When economists talk about the minimum wage in bars, amongst themselves, without cheering and jeering onlookers, it is almost inevitably turns into a story of technocratic calibration. If we accept there is non-zero monopsony power, but also eventual disemployment effects, given the observed numbers, the optimal minimum wage is X% of the Zth percentile of the wage distribution. When these conversations happen on twitter, onlookers and participants are frequently less interested in calibration or generous in spirit. I’ve been on Twitter long enough to know that animal spirits are real, particularly when blood and memes are in the air.
Arguments over the minimum wage nearly always include references to an empirical literature that sometimes finds negative effects on employment while other times finds little to no disemployment at all, quickly followed by the theoretical point that there has to be some minimum wage above which employment would decline (or, at least, shift out of the legal sector). Part of what lets this debate persist are the modest sizes of past minimum wage increases. The one glaring exception I know of is when the Fair Labor Act of 1938 imposed a minimum wage that was roughly four times as large as standard worker wages in Puerto Rico, resulting in 65% unemployment . An exemption for Puerto Rico did not arrive for over two years and it is fair to say large portions of the economy were decimated. Future hikes had similarly negative, but far less cataclysmic, effects on Puerto Rican employment.
When the Fair Labor Act smashed into Puerto Rico with all the technocratic precision of a drunken mammoth, ~65% of the workforce ceased to be employed. But… do we really believe that 65% of people stopped working for a living? Of course not. Rather, the island labor market went gray. Under a hypothetically crushing minimum wage, employers will pay people in cash, off the books. They will hire family members, take them out of retirement or out of school. Yes, they’ll hire robots too, but I’m not really worried about 2nd order employment shifts favoring upper-middle class engineers. What I’m worried about is when whole classes of people enter the gray market (or markets even less legal), they no longer operate under the layering of legal and regulatory protections we often take for granted, especially ostensibly pro-market types who think that labor and safety standards are emergent phenomena. This sounds suboptimal to me, and probably to most labor advocates, but you know who it might sound great to? Libertarians who want the government entirely out of the workplace.

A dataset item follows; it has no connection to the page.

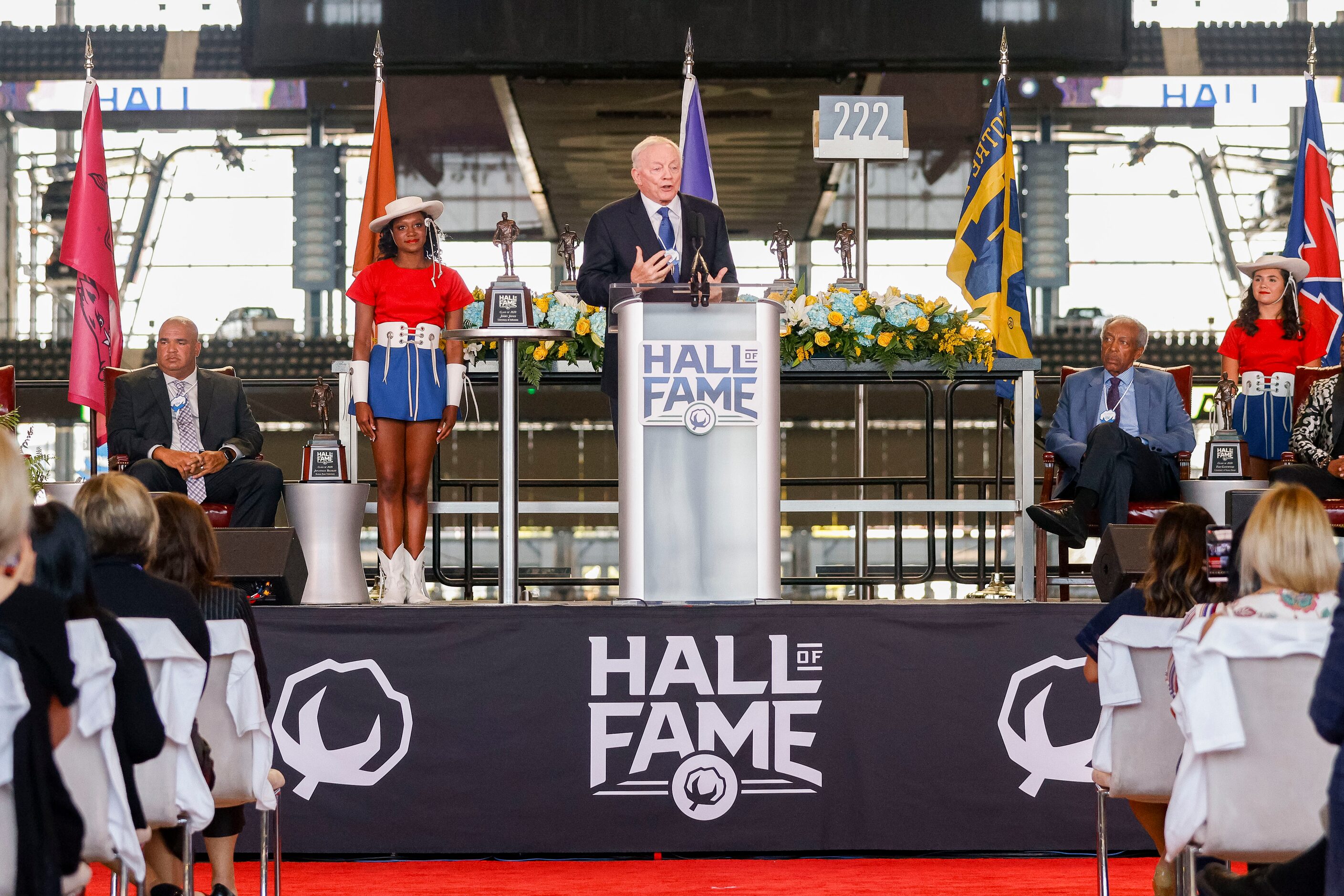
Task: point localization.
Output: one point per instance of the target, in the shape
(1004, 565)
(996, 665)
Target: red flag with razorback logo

The minimum wage has become a left wing shibboleth, but that doesn’t make it good left wing policy. If anything, its one of the great right-wing gambits of the last 100 years. A policy that undermines its own ambitions at semi-regular intervals and inoculates the political marketplace against superior policies that would help far more people but, yes, would demand a larger tax bill. What more could Republican’s have asked for than a policy that holds the welfare state tax bill at bay while handing ammunition to the Democratic coalition members purging their own ranks?